The new service will help people make life-and-death decisions according to Jewish law.  

By Batya Jerenberg, World Israel News

The Puah Institute is launching a groundbreaking hotline that will answer urgent questions of Jewish law when families have to make life and death decisions in the hospital for their loved ones, Makor Rishon reported on Sunday.

Set to begin operations this week, the hotline will be manned 24 hours a day by a team of 30 rabbis working in shifts. They have been rigorously taught what Judaism has to say on the difficult subject of medical ethics and end-of-life issues.

These are topics that may be touched on in rabbinical training classes, but very few spiritual leaders study them thoroughly as they are not issues they need to know on a daily basis.

The initiative comes at the behest of Rabbi Menachem Burstein, head of Puah, whose organization’s expertise until now has been in the field of fertility, childbirth, and questions on the laws of family purity.

Puah’s mission remains to help increase the number of Jewish births, but Burstein says that he saw the need to add another department that deals with the opposite end of the life spectrum.

The realization came during a consolation visit, when the family talked of how they had asked the doctors not to prolong the life of their seriously ill father. He understood that they hadn’t had a rabbi to turn to at that critical moment to help them make their decision, and Burstein decided that this was unacceptable.

“I contacted three important people,” he said. “Rabbi Yigal Shafran, a professor of medical ethics and a medical and law expert, Rabbi Dr. Mordechai Halperin of the Schlesinger Institute at Shaarei Zedek, and Prof. Abraham Steinberg, who wrote the Israeli law regarding the dying according to the halachic ruling of Rabbi Shlomo Zalman Auerbach. I told them, ‘Let’s set up a system that will answer this need.’”

The hotline is there to help the general public, other rabbis, and doctors who can now refer their patients to a religious arbiter during a highly stressful period in their lives.

“The heads of the hospitals thanked us for opening this line because people don’t know what decision to make in real time,” Burstein said. “Families are embarrassed when the doctor asks whether to allow a system collapse or do CPR or artificial respiration. The department heads said they’ll now know where to refer people who want to know the halachic opinion on the issue.”

Rabbi Ariel Vider of Jerusalem, who co-chairs the new department with Moshav Nir Galim’s rabbi, Zvi Arnon, said that the hotline is extremely important especially because medical technology is “evolving amazingly all over the world.”

Although a good thing, it also “causes many more dilemmas: How much of an effort should we make or prolong the life of a sick person?

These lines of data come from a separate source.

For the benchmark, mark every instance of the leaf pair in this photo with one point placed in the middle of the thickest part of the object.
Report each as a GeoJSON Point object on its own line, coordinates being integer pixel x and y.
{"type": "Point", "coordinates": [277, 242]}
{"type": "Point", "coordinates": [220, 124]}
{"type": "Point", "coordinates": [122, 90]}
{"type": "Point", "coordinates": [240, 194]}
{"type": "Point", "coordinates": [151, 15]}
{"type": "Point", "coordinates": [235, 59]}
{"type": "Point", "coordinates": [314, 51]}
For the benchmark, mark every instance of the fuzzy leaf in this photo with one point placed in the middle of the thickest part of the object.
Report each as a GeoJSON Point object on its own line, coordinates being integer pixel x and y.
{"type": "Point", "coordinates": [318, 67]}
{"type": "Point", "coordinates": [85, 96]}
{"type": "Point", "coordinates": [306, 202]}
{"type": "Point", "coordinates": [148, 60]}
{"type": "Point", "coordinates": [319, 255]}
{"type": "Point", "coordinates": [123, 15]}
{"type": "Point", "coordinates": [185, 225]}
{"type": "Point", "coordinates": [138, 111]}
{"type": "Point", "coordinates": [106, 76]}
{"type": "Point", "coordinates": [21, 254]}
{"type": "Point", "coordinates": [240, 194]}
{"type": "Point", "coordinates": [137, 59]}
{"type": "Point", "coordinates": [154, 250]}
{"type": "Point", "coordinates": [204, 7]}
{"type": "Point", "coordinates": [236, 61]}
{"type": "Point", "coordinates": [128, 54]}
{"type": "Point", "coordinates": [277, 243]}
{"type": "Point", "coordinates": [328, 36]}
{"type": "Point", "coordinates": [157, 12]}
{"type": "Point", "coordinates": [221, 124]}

Are we doing something good for the patient or God forbid extending his suffering? When do we stop and say ‘no’?” he said.

The ethical side of the question has also gotten more difficult over the years, he said.

“The world is also progressing, not always for the better in the ethical realm,” Vider said. “The issue of euthanasia and a person’s ownership of his body is not just a personal matter anymore, there are countries that have allowed it. This is a slippery slope in our opinion that takes the subject to an extreme. The Torah has what to say on this ethical question.”

The hotline is free of charge and Burstein said that the rabbis will not intervene in the doctor’s work. They will simply supply an answer, backed up with religious reasons, for the decision that the family has to make.